Hank is survived by his wife, Mame, and their four children: Cassey McKee, Jessica Mame Ramey, Mina LaFarge, and Ron Juckett. Note that friends have started a crowdfunding drive to help Mame and the family with both funeral and memorial expenses, as well as some home improvements, including a much-needed new furnace. will host a remembrance celebration in honor of Hank for media members, family and friends at the Killington World Cup on Friday, Nov. 25. More details will be available shortly.

What They’re Saying

As news of Hank McKee’s death spread by social media, colleagues past and present were quick to weigh in on his career, and the loss they felt at his passing. We’re going to share a few of them here, and we hope you will add your recollections via the comments section, below.

Hank+GBSki Racing colleagues Gary Black Jr., longtime publisher, and Heather Freeman Black:

“Hank McKee was one of those guys who had towering stacks of papers and books on his desk, enough to make you nervous to enter his cubicle for fear of getting lost under the impending avalanche. Regardless, you couldn’t resist going into his space because he never once failed to greet you with a big warm smile and how-can-I-help-you approach. For all the statistical information that lay in tangible stacks on his desk, he had an even greater, intangible collection of statistical knowledge both inside his computer and inside his head. If you were having a bad day, it never failed that a visit to Hank’s space was a way to brighten things because of his wonderful, long lingering laugh.

“But as it is for so many of us, some of our fondest Hank memories come from the days when Ski Racing was based in Vermont and all the staff lived there. It was the night that Hank won the first “Some Like It Hot” competition at Sam Rupert’s restaurant with his fiery wings. It was the many softball games with Hank playing catcher for Team Ski Racing. It was the parties where everyone who played an instrument on the staff (and there were many of us), broke out those instruments and we had a big old jam session with Hank and Josie Ritter leading the way. It was nights in Las Vegas after Ski Show Daily was put to bed. And it was covering the many events of the World Cup where we all bonded as family, with Hank as the loving big brother.

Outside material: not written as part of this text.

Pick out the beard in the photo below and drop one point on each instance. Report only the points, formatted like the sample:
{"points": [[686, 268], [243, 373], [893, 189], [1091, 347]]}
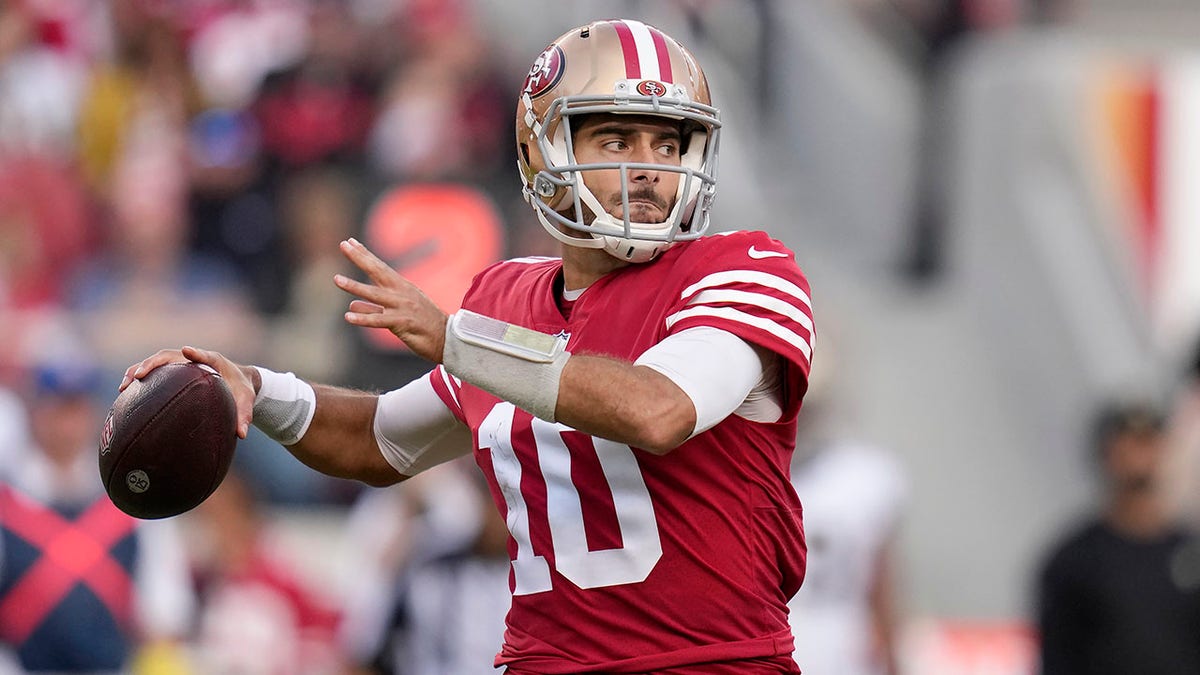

“Our hearts break for his family, and for his extended ski journalism family. We have lost an understated, dedicated, huge-hearted and big-laughing member of the family, and he will be missed immensely.”

* * *

Perkins Miller, former Ski Racing writer and editor, now general manager, North America, for StubHub, the ticket sales operation:

“I remember Hank for his laugh, a constant companion no matter the situation. Working under deadline for Ski Racing? Laughter. Covering a freestyle comp? Something’s funny. Cranking out stories at the Olympics? Cracking up. And then there were the extracurricular activities: skinny dipping at lunch, the August Sabbatical, and, of course, founding St. Divot’s Golf & Sledding Club. I remember playing the “Fire Hole” (a par three with a bonfire in the “fairway”) and watching Hank sell Andy Bigford (then Ski Racing’s editor), a sponsorship to the fall tournament, which included “outdoor advertising”: Painting Bigford’s name on the side of Hank’s house. And when winter arrived, we would rip down Hank’s snow-packed road in the dark on Flexible Flyers. I’m sure his life was not always easy and fun, but he sure made it look that way. I was honored to be swept up in it for a while.”

* * *

Steve Porino, former writer at Ski Racing, who now covers ski competition and bike racing for NBC:

“McKee was the best: My mentor in writing, and in humility. He gave everything to Ski Racing Magazine and ski racing in general. And he asked for nothing in return. Never ski raced himself, hardly ever had the time just to ski, but spent a lifetime championing the privileged many who did and do. I wish every kid in the 1980s to 1990s could have witnessed the weekly drumroll on his keyboard—more like a symphony of anvils dropping—to hammer out pages of results, from the World Cup right down to the likes of the Chocolate Tobler Series. It was a massacre of keyboards and time, all so we could see our names in print. Thanks yous were sparse compared to the phone calls about the kid who was left out. Hank always took it with a thunderous laugh (after he put down the receiver) but anguished over the omission all the same. Our duty now is to be sure Hank’s name is never left off the list of the great chroniclers of our sport. For me personally, he’s got a permanent spot on my list as one of the greats, period.”

* * *

Nate Vinton, former Ski Racing colleague and author of The Fall Line:

“With Hank’s death, ski racing loses a big friend and Ski Racing loses someone who gave it continuity through big changes, from its all-print roots to its all-digital present. It wasn’t always easy. He was always gracious and devoted. And Mame was always there in his corner. Such a great couple.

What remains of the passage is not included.